Помедленнее, любимая...

Jane
С каждым днем время двигалось все быстрее…
Вначале между первым января и первым января был целый год. И казалось, когда это еще опять будет?
И она плакала в подушку, жалея, что следующего Нового Года теперь еще так долго ждать, что все подарки уже подарены и рассмотрены, что мандарины и орешки в маленьком кулечке – на исходе, что елка в углу осыпается и скоро осыпется совсем.
Лежа на раскладушке, притворялась спящей. А сама краем глаза любовалась оранжево-прозрачной хурмой, разложенной в хрустальных вазах. И представляла, как впивается зубами в сочную мякоть, и потом теряла грань между фантазиями и реальностью, и приходила в себя, когда неотстирывающийся сок вдруг брызгал во все стороны, стекал на подбородок, и плод, разваливаясь, плюхался на белоснежную наволочку, а она, оглядываясь испуганно, начинала слизывать плюху, не понимая, что только сильнее размазывает ее по подушке.
Потом время приняло вид настороженный и целеустремленный. И день сменяла ночь, и недели пробегали, пошаркивая и похлюпывая простуженно носом. И выходные превращались во все более тонкие светлые полоски на фоне общетемных рабочих дней.
И она стала замечать, что уже не идет, а бежит… 
Спускается по эскалатору метро, влетает в вот-вот готовые захлопнуться двери вагонов, сталкиваясь с навстречу бегущими.  Уже не хватает времени рассмотреть, как красивы снежинки, ощутить вкус сваренного кофе, разглядеть и запомнить приснившееся.
«Мне снился сон.

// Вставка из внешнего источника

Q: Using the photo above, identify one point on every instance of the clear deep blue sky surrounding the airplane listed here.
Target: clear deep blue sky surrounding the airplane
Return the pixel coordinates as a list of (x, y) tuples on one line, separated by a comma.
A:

Что-то хорошее. Что – не помню»
И понимающе кивающие в ответ головы. Они тоже не услышали, не увидели, не запомнили…
А она все бежит и бежит, и только шепчет периодически: «Устала. Скорее бы день закончился»
День заканчивается. И почти сразу заканчивается ночь. И опять не успела рассмотреть, ощутить, запомнить. И опять: «Мне снилось что-то. Не помню - что. Кажется, что-то плохое»… И понимающе кивают вокруг. Они тоже не успели.
И кажется, будто «заработавшейся» балериной она крутит бесконечное фуэте. И вся жизнь ее – несколько повторяющихся кадров: сцена, публика, занавес, сцена, публика, занавес.
И публика – не люди, а большое теплокровное пятно в темноте зала.
И она – не она, а нечто, помещенное в раскручивающуюся центрифугу.
И лица теряют четкость. Не сфокусировала, не успела.
И дни пролетают – не заметила.
И вдруг - теплые руки, обнимающие плечи. И губы, касающиеся виска, шепчут на ухо что-то нежное и бессмысленное, неожиданно обретшее смысл. И голос, возвращающий ей память: «Помедленнее, любимая, помедленнее».
И потом… Тихий зимний вечер похрустывает снегом под их ногами. И свет, льющийся из-за туч, играет с ними, держащимися за руки, причудливыми тенями.
И она, едва дотягиваясь замерзшими губами до его подбородка, шепчет неслышно: «Время, миленькое, родное… Теперь, ради Бога, не остановись».